Sebanyak 31 partisipan hadir dalam kelas budi pekerti perdana yang diadakan secara daring pada tanggal 27 Februari 2022.
‘’Selamat pagi, Tzu Shao men! Hari ini kita akan membahas mengenai air. Saya yakin Tzu Shao di sini punya banyak pengetahuan mengenai air. Jadi, kita akan lebih banyak berdiskusi,” sapa Jok Khian seraya mengembangkan senyumnya kepada para partisipan yang hadir dalam kelas budi pekerti perdana di tahun 2022. Pertemuan daring yang diadakan oleh para relawan Misi Pendidikan He Qi Utara 2 pada hari Minggu 27 Februari 2022 tersebut berlangsung sejak pukul 09.30 WIB hingga pukul 11.00 WIB. Sebanyak 31 partisipan yang terdiri dari 10 relawan Tzu Chi dan 21 murid Tzu Shao telah berseragam sopan dan rapi serta duduk manis di depan layar masing masing.
Sebelum penyampaian materi, seluruh partisipan diajak untuk melakukan senam dan menenangkan diri melalui meditasi yang dipandu oleh Youmi. Tujuannya agar mereka dapat bersemangat dan berkonsentrasi menyimak materi yang disampaikan oleh Jok Khian yaitu ‘’Bijak Menggunakan Air, Wujudkan Cinta pada Bumi dan Bebas dari Krisis Air‘’.
Air adalah bagian yang penting dan tidak terpisahkan dari kehidupan manusia. Tanpa air kemungkinan tidak ada kehidupan di dunia ini karena semua makhluk hidup termasuk manusia sangat tergantung pada air untuk bertahan hidup.

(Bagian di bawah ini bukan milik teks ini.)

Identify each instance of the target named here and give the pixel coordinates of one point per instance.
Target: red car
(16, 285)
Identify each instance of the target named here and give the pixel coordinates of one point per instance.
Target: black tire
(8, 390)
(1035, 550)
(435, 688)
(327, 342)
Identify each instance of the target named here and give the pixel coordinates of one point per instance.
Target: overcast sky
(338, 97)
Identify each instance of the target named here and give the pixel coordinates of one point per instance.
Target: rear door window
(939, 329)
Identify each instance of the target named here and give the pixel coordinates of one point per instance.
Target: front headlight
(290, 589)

Hampir seluruh aktivitas manusia membutuhkan air seperti minum, mandi, mencuci, memasak, dan berbagai aktivitas lainnya. Bahkan beberapa negara di dunia juga terus mencari cara untuk memenuhi kebutuhan air yang semakin meningkat.
“Berbicara mengenai air, saya pernah mendengar cerita bahwa untuk memenuhi kebutuhan air sehari-hari di Taiwan cukup sulit. Sumber air terbesar negara tersebut berasal dari angin topan karena angin topanlah yang akan membawa air dari lautan ke dalam waduk. Pada tahun 2021 ketika tidak terjadi topan, Taiwan mengalami kekeringan yang sangat parah sehingga kekurangan pasokan air,” cerita Jok Khian. “Bahkan negara seperti Singapura harus membeli air dari Johor, Malaysia untuk menjamin pasokan air yang berkesinambungan. Melalui teknologi NEWater, pemerintah Singapura mengolah air limbah seperti air bekas mandi maupun cucian menjadi air bersih sehingga dapat digunakan kembali oleh masyarakat,” tambah Jok Khian.

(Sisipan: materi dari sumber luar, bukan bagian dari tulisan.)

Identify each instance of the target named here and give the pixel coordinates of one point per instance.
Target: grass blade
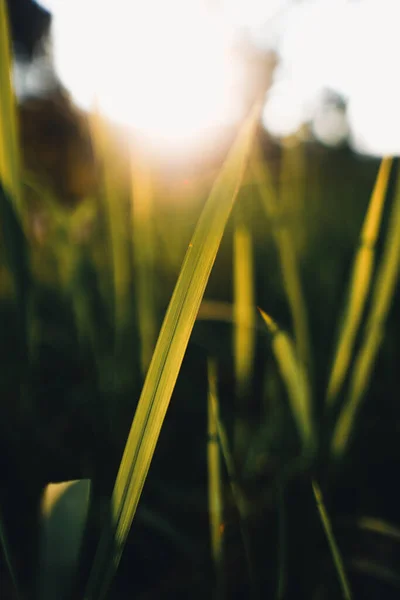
(295, 379)
(8, 559)
(237, 493)
(383, 291)
(243, 331)
(360, 283)
(215, 488)
(143, 247)
(9, 146)
(167, 359)
(337, 559)
(115, 210)
(287, 252)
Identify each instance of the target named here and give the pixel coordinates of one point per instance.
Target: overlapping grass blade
(337, 558)
(360, 283)
(383, 290)
(143, 256)
(215, 487)
(243, 331)
(7, 556)
(167, 359)
(295, 379)
(9, 147)
(116, 216)
(287, 252)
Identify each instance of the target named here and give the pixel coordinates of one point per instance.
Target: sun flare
(167, 69)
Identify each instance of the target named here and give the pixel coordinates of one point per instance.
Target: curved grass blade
(16, 257)
(295, 379)
(287, 253)
(384, 287)
(215, 484)
(337, 558)
(9, 147)
(167, 359)
(360, 283)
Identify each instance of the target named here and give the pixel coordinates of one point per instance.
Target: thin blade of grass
(167, 359)
(215, 487)
(9, 147)
(143, 248)
(287, 252)
(360, 283)
(383, 290)
(337, 558)
(116, 215)
(295, 379)
(243, 331)
(8, 559)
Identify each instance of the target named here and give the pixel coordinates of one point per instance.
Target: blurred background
(175, 80)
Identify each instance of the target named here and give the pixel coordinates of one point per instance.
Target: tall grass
(167, 359)
(129, 214)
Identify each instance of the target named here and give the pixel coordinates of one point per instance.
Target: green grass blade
(286, 249)
(384, 287)
(360, 283)
(215, 486)
(243, 332)
(7, 557)
(14, 246)
(167, 359)
(337, 559)
(116, 216)
(295, 379)
(9, 146)
(143, 247)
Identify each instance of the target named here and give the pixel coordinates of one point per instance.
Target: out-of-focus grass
(117, 225)
(373, 332)
(132, 237)
(337, 558)
(215, 482)
(167, 359)
(9, 146)
(360, 283)
(143, 247)
(296, 381)
(277, 205)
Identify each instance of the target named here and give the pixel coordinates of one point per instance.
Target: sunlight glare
(164, 68)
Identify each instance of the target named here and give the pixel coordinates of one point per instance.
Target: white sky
(182, 80)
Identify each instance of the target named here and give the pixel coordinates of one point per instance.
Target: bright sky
(166, 67)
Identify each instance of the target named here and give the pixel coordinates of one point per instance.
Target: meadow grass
(129, 258)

Jok Khian membawakan topik mengenai air.
Berkaca dari pengalaman negara lain, Jok Khian mengajak para Tzu Shao merenungi kondisi mereka yang masih lebih beruntung dibanding masyarakat wilayah lain yang kekurangan air. “Air bisa menjadi isu yang terjadi di mana-mana. Bagaimana dengan Indonesia? Kita yang ada di sini termasuk yang cukup beruntung karena tidak pernah kekurangan air. Ini mungkin hanya terjadi di lingkungan kita saja. Kita belum melihat bahwa masih banyak wilayah di Indonesia yang mengalami kekurangan air,” kata Jok Khian.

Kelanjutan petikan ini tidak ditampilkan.